彼は高嶺のヤンキー様2(元ヤン)




歩くたびに、じんわりと、靴についていた汁が靴下にしみ込む。

気持ちが悪いと思いながら、にぎやかな教室へ入った。




(どうしよう・・・だれに、誰かに・・・・)




話さないと。




「マキちゃん、夏美ちゃん。」




仲良くしてる友達の元へ駆け寄る。



「お、おはよう、マキちゃん、夏美ちゃん!」

「そうだね・・・このお店、可愛いね、夏美ちゃん。」

「私は、この雑貨が気になってて、マキちゃんはどう思う?」



話し込んでいる2人に声をかける。



「あの、ね・・・・私、今日、学校に来たら、上履きがなくて・・・」

「じゃあ、今度一緒に行ってみようか、夏美ちゃん?」

「いいね、マキちゃん!他の子も誘って行こう。」

「上履きがね・・・」

「絶対に、これ買わなきゃ。限定だもんね。
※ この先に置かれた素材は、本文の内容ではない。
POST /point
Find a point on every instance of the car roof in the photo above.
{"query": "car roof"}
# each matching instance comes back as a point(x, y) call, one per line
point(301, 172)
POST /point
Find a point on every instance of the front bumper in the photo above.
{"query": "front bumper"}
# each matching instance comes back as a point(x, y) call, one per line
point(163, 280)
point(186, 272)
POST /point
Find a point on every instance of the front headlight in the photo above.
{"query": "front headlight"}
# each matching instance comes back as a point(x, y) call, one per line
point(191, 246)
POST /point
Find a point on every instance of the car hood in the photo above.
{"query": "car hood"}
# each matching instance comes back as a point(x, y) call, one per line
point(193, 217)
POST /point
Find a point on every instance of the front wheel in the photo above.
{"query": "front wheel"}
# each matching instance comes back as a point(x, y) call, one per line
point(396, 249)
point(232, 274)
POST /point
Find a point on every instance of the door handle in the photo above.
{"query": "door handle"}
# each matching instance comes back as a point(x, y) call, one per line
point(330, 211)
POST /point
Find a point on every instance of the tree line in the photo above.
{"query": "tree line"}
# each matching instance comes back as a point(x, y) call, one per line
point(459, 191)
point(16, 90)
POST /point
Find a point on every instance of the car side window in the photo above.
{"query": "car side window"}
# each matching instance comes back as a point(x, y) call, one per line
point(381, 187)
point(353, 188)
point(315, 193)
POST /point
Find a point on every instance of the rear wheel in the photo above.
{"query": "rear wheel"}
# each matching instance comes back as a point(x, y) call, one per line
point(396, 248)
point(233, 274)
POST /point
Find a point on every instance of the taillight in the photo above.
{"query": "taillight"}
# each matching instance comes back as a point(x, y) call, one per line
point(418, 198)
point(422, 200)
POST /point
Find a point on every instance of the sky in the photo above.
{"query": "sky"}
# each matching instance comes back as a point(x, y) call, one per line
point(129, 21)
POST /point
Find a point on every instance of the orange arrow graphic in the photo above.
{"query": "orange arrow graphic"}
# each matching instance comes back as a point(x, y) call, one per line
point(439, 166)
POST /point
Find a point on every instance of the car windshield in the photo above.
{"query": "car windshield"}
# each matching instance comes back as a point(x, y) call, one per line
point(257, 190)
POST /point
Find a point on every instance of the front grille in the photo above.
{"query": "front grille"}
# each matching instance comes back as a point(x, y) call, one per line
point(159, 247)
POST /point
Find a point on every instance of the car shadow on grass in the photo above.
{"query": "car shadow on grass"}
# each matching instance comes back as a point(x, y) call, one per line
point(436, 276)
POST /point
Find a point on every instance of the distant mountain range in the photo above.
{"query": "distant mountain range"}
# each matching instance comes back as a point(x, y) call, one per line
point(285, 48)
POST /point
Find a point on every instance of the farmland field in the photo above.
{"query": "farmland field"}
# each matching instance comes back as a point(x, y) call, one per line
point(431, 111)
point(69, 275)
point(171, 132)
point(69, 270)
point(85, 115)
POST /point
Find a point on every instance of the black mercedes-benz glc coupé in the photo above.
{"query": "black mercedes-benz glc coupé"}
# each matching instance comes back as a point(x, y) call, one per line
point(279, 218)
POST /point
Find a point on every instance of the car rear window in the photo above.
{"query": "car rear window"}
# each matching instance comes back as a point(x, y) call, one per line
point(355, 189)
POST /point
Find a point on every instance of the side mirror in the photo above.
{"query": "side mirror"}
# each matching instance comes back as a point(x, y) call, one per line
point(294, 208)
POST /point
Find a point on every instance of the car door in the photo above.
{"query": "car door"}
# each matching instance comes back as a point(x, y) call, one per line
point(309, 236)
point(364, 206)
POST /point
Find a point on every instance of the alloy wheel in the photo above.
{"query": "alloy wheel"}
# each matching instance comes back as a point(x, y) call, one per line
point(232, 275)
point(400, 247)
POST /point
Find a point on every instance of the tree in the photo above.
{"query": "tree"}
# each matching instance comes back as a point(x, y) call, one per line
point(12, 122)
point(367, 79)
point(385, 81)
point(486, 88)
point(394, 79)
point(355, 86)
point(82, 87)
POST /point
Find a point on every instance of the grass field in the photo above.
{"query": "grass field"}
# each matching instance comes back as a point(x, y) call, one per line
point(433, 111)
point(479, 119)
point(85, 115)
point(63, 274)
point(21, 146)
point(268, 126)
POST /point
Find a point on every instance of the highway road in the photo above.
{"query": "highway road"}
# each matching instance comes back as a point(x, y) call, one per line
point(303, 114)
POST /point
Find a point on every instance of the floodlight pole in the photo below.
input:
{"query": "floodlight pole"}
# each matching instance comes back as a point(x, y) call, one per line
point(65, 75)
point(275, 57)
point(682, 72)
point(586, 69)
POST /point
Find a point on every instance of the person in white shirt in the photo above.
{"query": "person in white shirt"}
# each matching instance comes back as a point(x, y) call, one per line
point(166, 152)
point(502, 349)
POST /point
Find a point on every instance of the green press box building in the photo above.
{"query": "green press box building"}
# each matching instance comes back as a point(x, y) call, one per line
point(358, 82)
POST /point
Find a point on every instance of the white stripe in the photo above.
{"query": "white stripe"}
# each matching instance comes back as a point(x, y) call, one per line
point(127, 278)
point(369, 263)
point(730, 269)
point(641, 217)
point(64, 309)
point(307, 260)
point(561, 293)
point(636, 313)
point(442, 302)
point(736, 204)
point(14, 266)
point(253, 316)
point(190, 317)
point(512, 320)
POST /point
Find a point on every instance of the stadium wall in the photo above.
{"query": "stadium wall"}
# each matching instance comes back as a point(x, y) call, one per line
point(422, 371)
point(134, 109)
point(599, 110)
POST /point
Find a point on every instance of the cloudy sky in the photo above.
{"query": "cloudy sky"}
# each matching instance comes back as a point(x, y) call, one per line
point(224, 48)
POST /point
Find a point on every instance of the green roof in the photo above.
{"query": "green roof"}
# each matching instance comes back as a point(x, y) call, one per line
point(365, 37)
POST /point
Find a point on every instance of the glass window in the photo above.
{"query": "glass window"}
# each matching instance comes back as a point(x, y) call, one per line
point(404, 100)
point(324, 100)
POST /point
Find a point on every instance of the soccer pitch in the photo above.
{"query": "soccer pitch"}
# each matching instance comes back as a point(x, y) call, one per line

」

「他にも、映画見たいよね~」

「・・・?」



あれ?

なにかが、おかしい?



「マキちゃん、夏美ちゃん?」



名前を呼んでも答えてくれない。



「楽しみだねぇ~」

「ずっと、勉強ばっかりだったからね~」


「ねぇ、聞いてる?」



話しかけても答えてくれない。



「どうしたの・・・?冗談はやめてよ・・・?」



戸惑いつつも、手を伸ばす。



「マキちゃん?」



彼女の肩に手を置いたら――――――――




「ううんっ!」

「きゃっ!?」



咳払いでもするように唸ると、手を振りほどかれた。



「マキちゃん!?」


(なんで!?)



なんで、そんな冗談をするの?




「な、夏美ちゃん!マキちゃんはどうして・・・・!?」




同じように用に手を伸ばす。






「触らないで。」

「え?」





こちらを見ることなく、言われた。

初めて聞く冷たい声。



「夏美ちゃん?なにが――――?」

「なんのようですか?」

「ようって・・・私、なにかした?どうして、急に?」


「夏美ちゃん、なんか変な声聞こえるね?なんだろうな?」

「知らない。上履きがって言ってたけど、空耳かな?」

「2人ともどうしたの!?どうしちゃったの?」


「どうしたんだろうねー?」

「上履き、どうしたんだろうね?」



その言葉で、やっと私を見た。

冷たい目。

さげすまれている意味が、わからない。